IR RETIDO NA FONTE FICA COM O GDF
Os R$ 30 milhões mensais provenientes do Imposto de Renda Retido na Fonte (IRRF) pago pelos 40 mil servidores da área de segurança pública continuarão com o GDF. A decisão é do plenário do Tribunal de Contas da União (TCU), que referendou ontem a liminar concedida em 17 de junho. Como o governo federal custeia os salários desses funcionários, o Ministério da Fazenda reivindica os valores retidos desde 2003. A decisão vale até que o mérito da questão seja julgado e definido para quem deve ir o IRRF.
Visão do Correio
Sem justificativa para uma ação drástica
O pedido de intervenção no Distrito Federal foi feito pela Procuradoria-Geral da República há quase cinco meses. Desde então, José Roberto Arruda foi cassado pelo Tribunal Regional Eleitoral (TRE) e Paulo Octávio renunciou ao cargo de governador interino. Como prevê a Constituição, as eleições indiretas transcorreram dentro da normalidade jurídica, e Rogério Rosso foi eleito pela Câmara Legislativa.
Há dois meses, o governo vem caminhando com as próprias pernas, na tentativa de reconduzir a capital do país a uma situação de tranquilidade institucional. Dos três deputados distritais flagrados em vídeo recebendo suposta propina, dois renunciaram ; Leonardo Prudente e Júnior Brunelli ; e Eurides Brito foi cassada. Além disso, as greves que tumultuam a rotina dos brasilienses independem do fato de estarmos sob um governo-tampão. Estamos às vésperas das eleições, e tanto rodoviários quanto policiais civis são duas categorias fortemente politizadas.

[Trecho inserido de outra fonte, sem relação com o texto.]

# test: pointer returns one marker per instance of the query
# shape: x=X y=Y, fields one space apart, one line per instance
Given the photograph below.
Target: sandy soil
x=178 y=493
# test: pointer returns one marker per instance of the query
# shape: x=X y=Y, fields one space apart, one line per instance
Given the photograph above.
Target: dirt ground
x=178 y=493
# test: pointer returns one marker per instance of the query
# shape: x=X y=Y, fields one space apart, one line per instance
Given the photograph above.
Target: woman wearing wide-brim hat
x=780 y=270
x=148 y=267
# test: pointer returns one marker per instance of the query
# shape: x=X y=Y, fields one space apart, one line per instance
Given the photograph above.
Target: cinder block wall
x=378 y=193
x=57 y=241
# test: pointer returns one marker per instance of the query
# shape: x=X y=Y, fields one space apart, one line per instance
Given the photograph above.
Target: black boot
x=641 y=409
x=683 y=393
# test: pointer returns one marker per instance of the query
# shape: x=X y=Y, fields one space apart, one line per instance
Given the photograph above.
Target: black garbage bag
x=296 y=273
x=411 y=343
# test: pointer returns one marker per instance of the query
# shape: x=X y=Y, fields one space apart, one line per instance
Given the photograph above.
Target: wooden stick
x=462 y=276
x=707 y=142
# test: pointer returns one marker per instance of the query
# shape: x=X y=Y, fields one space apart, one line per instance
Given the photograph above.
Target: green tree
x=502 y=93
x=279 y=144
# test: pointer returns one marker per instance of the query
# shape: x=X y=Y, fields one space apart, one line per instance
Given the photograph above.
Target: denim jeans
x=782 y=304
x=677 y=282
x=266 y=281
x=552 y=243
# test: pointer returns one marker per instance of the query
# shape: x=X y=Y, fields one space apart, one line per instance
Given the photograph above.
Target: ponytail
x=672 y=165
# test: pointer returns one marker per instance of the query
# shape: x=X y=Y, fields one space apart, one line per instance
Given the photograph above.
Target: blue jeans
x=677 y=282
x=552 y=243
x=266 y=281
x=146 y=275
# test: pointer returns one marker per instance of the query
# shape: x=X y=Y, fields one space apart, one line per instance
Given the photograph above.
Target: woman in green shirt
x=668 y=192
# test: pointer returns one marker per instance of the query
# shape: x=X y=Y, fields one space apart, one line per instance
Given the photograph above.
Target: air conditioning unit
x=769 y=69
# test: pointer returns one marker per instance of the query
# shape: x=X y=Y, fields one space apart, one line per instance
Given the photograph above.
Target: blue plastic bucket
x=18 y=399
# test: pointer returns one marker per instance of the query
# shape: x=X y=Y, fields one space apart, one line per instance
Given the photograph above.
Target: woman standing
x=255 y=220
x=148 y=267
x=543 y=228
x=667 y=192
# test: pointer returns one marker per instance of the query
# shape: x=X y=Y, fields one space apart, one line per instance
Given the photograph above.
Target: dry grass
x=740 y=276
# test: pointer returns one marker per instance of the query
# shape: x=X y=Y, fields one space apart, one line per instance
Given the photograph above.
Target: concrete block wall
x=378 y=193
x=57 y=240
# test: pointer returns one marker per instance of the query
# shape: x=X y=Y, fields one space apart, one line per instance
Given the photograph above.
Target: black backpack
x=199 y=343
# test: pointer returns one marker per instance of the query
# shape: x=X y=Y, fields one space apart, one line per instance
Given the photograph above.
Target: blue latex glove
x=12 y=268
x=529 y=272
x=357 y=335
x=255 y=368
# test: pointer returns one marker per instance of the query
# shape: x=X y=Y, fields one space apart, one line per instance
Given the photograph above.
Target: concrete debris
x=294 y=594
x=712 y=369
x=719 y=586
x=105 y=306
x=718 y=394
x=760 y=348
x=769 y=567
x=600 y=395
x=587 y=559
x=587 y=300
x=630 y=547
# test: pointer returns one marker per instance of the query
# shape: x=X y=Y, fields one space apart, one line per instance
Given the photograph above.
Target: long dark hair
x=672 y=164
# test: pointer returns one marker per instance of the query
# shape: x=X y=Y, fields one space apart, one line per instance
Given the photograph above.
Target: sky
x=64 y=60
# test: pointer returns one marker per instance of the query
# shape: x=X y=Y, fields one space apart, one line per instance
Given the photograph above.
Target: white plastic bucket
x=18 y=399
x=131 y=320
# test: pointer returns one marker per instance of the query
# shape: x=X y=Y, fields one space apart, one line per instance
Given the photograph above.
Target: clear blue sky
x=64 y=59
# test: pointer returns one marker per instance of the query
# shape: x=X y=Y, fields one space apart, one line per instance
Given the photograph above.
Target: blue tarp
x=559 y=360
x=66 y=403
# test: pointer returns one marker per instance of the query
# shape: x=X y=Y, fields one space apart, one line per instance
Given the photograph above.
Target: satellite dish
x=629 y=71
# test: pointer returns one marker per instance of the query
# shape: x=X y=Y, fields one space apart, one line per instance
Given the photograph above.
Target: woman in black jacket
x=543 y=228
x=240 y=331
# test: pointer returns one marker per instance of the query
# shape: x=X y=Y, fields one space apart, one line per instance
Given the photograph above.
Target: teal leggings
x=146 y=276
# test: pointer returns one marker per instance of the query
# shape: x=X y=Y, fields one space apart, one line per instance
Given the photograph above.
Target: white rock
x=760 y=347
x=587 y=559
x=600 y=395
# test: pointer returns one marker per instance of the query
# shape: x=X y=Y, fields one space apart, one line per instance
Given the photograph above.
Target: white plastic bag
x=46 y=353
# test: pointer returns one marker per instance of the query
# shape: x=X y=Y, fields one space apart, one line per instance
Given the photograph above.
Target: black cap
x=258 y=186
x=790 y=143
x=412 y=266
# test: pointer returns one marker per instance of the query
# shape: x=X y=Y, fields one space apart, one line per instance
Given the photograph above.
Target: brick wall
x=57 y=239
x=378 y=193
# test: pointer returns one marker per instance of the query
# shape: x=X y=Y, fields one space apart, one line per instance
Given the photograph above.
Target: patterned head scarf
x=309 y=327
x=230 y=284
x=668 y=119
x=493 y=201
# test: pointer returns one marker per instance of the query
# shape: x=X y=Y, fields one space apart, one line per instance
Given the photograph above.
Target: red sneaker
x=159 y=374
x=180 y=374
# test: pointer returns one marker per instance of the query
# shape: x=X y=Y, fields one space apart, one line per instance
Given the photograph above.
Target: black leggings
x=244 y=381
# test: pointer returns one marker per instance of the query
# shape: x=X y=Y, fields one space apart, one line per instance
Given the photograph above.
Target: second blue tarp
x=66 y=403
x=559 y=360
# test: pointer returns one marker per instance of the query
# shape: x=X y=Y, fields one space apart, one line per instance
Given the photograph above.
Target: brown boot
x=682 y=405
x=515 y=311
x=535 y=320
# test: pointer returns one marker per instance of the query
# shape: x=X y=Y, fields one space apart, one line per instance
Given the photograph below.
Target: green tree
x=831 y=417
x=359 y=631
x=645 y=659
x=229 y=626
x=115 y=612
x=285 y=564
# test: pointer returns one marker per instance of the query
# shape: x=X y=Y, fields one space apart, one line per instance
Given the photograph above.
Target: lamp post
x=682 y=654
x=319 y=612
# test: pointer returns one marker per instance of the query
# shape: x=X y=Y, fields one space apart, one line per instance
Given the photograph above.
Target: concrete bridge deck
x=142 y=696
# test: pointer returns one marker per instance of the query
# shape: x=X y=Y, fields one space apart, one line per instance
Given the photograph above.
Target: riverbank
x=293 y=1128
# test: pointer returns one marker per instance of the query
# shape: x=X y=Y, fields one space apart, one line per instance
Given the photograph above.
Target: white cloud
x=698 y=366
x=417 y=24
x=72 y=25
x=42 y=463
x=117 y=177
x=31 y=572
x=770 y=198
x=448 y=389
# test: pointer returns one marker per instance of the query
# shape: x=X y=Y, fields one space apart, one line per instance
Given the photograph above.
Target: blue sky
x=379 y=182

Nesses últimos cinco meses, em nada se agravou a situação para que seja justificada a decretação de uma intervenção federal no DF. Pelo contrário, o que Brasília mais precisa agora é de tranquilidade para enfrentar o processo eleitoral que escolherá o próximo governador . Este sim, eleito pelo povo, terá o dever de fazer com que a capital da República volte à sua normalidade institucional.